Lisa Rovner’s engaging documentary “Sisters with Transistors” documents a group of women who fought the establishment on two fronts: that electronic music is really music, and that women are capable of making it. The film is available to rent and stream online via Film Metrograph.
Narrated by musician Laurie Anderson and using a wealth of archival material, “Transistors” is broken up into a series of individual profiles of women who, between the 1950s and 1980s, became fascinated by the possibilities of electronic music when it was in its infancy. For the women, technology offered the freedom to make music without having to navigate the male-dominated structures of music production and distribution, whether it was radio, recording studios or concert halls.
“You were the composer,” said Suzanne Ciani, who, in one clip, conjures up beautiful and supple music out of a few suitcases full of electronics for an audience sitting cross-legged in an art gallery. “You were the performer.

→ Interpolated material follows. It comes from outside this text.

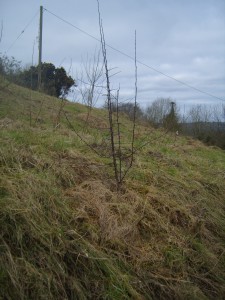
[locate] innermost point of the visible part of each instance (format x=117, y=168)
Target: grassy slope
x=65, y=233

You were the arbiter of your vision.”
Delia Derbyshire was a British mathematician who said her music was inspired by the air raid sirens that filled the skies of London during the Blitz — an abstract sound with concrete meaning. She would go on to compose for the BBC, including the iconic “Doctor Who” theme song in the early 1960s. In France, composer Éliane Radique wryly remembered how her male colleagues dismissed her efforts; one said her main contribution to the studio was that she made it smell nicer.
The pushback from the establishment was fierce. One 1950s BBC report refuses to even call it music. When Bebe Barron and her husband Louis composed the score for the sci-fi film “Forbidden Planet,” the musicians’ union balked at the idea of calling it a score, and made the studio label it “electronic tonalities.”
Electronic music is much more accepted now, but is often thought of as a male-dominated field, and the contributions of women are largely erased from its history. “Sisters” doesn’t really delve into the reasons why that happened, but then it probably doesn’t have to, as the same marginalization happened to women in computer science and in so many other fields.
Instead of getting angry, “Sisters with Transistors” opts to inspire by presenting and celebrating these women. The film ends with a few images of the surviving composers, still making music on their own terms, following their own creative visions rather than trying to conform to mainstream tastes. And what could be more punk rock than that?